Todos esses termos dão testemunho do esforço empreendido pelo filósofo para
superar o niilismo, cujas raízes ontológicas podem ser compreendidas pela
consideração da questão da morte de Deus. Já em Heidegger, na medida em que a
questão da reinscrição do sagrado se articula à verdade do acontecimento do ser
enquanto tal, estaremos interessados em acompanhá-lo no percurso de seu método
fenomenológico-hermenêutico, que lhe serviu para investigar a vida fática do
ser aí humano. De modo algum, temos a pretensão, de resto infactível, de
recobrir toda a extensão da analítica heideggeriana. Estaremos, por isso,
interessados em, partindo do seu apelo a que se retome a questão do Ser em
geral, acompanhá-lo em sua análise do Dasein
(ser-no-mundo), naquilo que ela nos aproveita para a investigação do modo como
o sagrado se inscreve e se ressignifica num pensamento que pensa o
ser-no-mundo a partir do lugar do
desespero.
Urge dizer que a primeira questão que se nos apresentou de modo
premente, antes mesmo de nos pormos a redigir este projeto, e que acena ao
primeiro e fundamental desafio, consiste em como pensar a hierofania no
interior de um pensamento filosófico que se faz na relação de um eu desesperado
com um mundo esvaziado de qualquer sentido orientador. Não menos urgente é
assinalar a importância que terá o conceito de modo de ser em nossa pesquisa. Nesse tocante, nossa investigação se
norteará pela hipótese segundo a qual o niilismo, sobre o qual discorreremos
mais adiante, enquanto acontecimento histórico e estrutural, foi decisivo para
a produção do modo de ser próprio do homem contemporâneo: o homem desesperado. Daí a pertinência da questão sobre como é
possível pensar a reinscrição do sagrado nessa existência desesperada.
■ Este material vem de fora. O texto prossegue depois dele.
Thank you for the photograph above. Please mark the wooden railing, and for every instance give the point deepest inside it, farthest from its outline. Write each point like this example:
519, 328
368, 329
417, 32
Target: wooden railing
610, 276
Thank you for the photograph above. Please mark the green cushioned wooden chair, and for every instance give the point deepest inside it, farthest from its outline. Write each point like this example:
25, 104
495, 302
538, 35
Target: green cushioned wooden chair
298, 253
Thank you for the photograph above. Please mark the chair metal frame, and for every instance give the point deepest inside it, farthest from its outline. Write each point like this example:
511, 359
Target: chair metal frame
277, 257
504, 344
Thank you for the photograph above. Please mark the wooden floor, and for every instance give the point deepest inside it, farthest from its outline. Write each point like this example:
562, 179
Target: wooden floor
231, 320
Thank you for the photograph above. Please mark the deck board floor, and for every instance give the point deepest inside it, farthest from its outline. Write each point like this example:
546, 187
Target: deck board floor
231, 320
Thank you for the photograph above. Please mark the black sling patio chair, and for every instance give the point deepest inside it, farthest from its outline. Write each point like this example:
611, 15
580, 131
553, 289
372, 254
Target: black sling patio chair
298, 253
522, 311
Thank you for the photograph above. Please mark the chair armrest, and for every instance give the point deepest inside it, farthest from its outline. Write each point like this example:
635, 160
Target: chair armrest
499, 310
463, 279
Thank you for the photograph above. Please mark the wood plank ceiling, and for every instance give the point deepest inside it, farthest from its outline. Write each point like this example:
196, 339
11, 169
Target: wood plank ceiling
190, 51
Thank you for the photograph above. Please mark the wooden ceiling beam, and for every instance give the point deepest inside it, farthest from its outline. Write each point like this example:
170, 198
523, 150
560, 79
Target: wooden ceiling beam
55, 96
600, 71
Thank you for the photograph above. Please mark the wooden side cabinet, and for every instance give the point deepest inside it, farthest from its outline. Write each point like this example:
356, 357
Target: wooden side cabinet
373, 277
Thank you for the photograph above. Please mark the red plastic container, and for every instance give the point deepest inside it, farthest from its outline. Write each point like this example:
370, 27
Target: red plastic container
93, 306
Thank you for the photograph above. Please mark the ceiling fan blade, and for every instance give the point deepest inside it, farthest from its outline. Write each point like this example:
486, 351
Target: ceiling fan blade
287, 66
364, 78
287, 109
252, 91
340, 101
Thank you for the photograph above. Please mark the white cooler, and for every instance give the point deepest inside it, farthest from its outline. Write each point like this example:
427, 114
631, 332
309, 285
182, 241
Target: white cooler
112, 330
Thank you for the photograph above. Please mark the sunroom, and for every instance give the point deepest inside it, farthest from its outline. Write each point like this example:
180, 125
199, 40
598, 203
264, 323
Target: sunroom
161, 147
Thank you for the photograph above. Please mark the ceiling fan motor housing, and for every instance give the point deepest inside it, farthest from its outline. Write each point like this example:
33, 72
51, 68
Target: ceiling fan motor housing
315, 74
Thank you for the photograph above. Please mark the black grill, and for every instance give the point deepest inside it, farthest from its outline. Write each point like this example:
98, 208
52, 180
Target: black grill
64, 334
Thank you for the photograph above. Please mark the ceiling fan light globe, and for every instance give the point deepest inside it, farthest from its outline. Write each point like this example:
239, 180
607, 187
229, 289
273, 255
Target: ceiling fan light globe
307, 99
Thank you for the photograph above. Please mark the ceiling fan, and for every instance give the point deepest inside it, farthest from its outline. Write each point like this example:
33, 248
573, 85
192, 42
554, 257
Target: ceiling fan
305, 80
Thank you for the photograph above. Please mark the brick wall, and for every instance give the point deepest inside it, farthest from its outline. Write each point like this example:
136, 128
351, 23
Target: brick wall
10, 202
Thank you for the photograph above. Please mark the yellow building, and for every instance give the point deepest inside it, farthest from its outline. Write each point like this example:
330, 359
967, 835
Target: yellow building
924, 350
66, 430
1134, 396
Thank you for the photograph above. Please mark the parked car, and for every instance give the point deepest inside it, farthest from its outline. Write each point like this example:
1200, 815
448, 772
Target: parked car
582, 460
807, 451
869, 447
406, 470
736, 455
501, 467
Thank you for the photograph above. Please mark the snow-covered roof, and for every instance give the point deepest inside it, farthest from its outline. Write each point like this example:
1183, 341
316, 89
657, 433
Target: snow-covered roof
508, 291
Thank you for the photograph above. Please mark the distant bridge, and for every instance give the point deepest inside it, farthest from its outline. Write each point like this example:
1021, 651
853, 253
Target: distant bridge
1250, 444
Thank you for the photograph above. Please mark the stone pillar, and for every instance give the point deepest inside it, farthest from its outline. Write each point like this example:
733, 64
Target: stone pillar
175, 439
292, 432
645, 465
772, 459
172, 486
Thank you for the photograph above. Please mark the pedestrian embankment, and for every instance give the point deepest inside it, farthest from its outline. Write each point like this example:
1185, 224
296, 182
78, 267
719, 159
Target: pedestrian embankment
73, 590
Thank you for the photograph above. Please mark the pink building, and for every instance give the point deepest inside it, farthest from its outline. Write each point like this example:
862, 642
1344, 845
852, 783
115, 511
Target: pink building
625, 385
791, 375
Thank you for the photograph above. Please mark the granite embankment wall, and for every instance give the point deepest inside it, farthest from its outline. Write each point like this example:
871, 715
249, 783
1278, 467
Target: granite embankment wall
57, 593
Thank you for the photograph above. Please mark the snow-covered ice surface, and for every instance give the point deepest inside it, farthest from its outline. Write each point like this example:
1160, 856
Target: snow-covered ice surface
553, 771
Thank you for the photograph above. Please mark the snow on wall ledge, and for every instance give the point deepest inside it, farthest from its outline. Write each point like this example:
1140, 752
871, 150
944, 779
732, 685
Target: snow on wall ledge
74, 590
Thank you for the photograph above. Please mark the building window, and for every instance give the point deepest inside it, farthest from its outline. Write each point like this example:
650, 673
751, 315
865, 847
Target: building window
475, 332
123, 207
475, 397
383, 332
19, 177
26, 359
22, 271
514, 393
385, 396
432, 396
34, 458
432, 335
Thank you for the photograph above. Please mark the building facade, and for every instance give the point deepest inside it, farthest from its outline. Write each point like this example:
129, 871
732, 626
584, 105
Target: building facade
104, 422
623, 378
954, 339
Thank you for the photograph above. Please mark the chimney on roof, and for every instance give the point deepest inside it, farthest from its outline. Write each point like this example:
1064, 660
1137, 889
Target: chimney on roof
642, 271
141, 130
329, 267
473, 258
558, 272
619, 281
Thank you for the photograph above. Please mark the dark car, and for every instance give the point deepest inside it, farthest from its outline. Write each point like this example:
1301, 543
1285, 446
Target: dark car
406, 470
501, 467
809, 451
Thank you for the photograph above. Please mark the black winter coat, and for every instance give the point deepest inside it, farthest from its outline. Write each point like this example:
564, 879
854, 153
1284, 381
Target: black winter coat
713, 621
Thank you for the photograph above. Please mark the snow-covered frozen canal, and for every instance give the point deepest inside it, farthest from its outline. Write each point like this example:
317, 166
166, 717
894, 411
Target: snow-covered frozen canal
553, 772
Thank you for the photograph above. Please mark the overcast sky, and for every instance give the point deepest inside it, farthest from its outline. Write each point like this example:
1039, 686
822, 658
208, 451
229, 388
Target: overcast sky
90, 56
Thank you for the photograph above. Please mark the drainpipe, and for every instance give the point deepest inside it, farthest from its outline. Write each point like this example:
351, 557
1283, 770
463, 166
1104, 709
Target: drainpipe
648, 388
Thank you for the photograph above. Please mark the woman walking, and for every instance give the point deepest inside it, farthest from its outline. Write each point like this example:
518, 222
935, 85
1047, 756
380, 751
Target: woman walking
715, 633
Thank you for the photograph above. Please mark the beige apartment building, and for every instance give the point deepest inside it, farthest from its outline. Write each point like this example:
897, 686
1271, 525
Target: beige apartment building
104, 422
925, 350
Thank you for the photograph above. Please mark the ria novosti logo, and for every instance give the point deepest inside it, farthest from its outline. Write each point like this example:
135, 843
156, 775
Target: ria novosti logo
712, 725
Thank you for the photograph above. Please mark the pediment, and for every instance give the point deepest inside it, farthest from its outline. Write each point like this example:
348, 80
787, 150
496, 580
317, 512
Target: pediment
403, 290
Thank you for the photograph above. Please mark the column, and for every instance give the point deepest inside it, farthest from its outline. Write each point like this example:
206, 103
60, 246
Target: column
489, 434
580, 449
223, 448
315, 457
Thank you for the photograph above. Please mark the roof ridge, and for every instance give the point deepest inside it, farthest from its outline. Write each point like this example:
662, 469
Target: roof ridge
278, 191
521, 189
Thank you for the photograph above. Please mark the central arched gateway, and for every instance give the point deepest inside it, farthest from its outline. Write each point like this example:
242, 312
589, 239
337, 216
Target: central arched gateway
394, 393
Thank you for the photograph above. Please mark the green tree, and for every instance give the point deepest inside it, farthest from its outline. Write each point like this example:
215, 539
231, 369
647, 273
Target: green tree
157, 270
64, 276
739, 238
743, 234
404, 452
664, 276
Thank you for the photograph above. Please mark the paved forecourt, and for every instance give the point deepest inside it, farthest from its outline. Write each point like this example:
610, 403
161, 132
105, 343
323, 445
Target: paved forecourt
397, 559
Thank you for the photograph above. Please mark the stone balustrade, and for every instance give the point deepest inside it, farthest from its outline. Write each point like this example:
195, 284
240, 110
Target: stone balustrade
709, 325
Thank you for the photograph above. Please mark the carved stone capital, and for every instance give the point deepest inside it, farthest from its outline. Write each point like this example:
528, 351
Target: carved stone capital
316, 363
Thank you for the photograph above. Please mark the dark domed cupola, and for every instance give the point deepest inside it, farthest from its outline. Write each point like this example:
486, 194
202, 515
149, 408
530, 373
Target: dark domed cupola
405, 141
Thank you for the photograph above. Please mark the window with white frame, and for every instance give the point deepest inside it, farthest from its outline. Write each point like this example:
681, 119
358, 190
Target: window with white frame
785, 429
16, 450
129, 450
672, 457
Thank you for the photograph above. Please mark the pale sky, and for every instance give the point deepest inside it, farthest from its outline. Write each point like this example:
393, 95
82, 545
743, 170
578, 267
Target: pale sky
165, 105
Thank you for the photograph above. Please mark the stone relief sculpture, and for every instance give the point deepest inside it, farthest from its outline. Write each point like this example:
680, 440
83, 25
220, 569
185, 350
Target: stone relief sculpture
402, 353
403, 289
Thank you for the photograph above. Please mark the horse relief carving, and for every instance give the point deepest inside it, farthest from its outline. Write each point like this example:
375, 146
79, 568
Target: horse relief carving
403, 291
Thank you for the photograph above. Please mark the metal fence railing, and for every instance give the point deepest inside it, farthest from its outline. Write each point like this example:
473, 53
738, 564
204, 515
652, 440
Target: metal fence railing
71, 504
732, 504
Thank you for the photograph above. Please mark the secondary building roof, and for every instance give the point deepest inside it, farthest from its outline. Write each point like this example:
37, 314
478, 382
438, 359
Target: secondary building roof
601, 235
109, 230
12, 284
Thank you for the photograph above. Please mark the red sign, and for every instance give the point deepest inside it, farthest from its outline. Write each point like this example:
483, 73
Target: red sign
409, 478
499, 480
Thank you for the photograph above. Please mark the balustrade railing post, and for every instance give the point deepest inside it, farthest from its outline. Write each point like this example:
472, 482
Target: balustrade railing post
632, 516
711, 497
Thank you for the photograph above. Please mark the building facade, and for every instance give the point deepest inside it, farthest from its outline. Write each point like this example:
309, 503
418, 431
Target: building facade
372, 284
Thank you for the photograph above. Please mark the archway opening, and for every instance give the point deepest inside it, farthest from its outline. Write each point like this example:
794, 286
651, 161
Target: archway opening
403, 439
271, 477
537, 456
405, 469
1. O Niilismo e a Morte de Deus
1. 1. O Niilismo como princípio de determinação
Principiamos
com a observação de que, segundo Cabral (2014, p. 12)[2], o niilismo é um princípio
de determinação da história ocidental. A morte de Deus, que é uma conjuntura do
nosso tempo, por seu turno, revela a positividade do niilismo. Citemos o autor:
o niilismo “é o acontecimento fundamental de nossa história atual” (p.16). Não
perdemos de vista, com base em Cabral, o fato de que o niilismo não pode ser
pensado reducionalmente em termos de deteriorização dos antigos princípios
vinculativos (p. 23). Ainda segundo Cabral (p. 25), a caracterização negativa
do niilismo que toma como causas os sintomas, quais sejam, “negação da
instituição familiar, dissolução dos paradigmas políticos, rejeição da
autoridade dos antigos saberes”, remonta ao romance do escritor russo Ivan Turguêniev.
“As
interpretações hodiernas se mostraram insuficientes, pensando o niilismo como
perda dos princípios vinculativos da tradição, e as interpretações não se
preocupam em questionar a condição de possibilidade dessa perda.
Sintomatológicas, elas gestaram diversas estratégias nostálgicas e
remoralizadoras (...). Trata-se de
assumir o niilismo como conjuntura atual do Ocidente e reconduzi-lo à sua
condição de possibilidade” (Cabral, 2014, p. 26)
No esforço por repensar o niilismo, é
indispensável, portanto, trazer à tona, na investigação, suas raízes
ontológicas. O niilismo não se reduz às suas manifestações culturais. O que é
preciso investigar é o lugar de determinação de sua essência.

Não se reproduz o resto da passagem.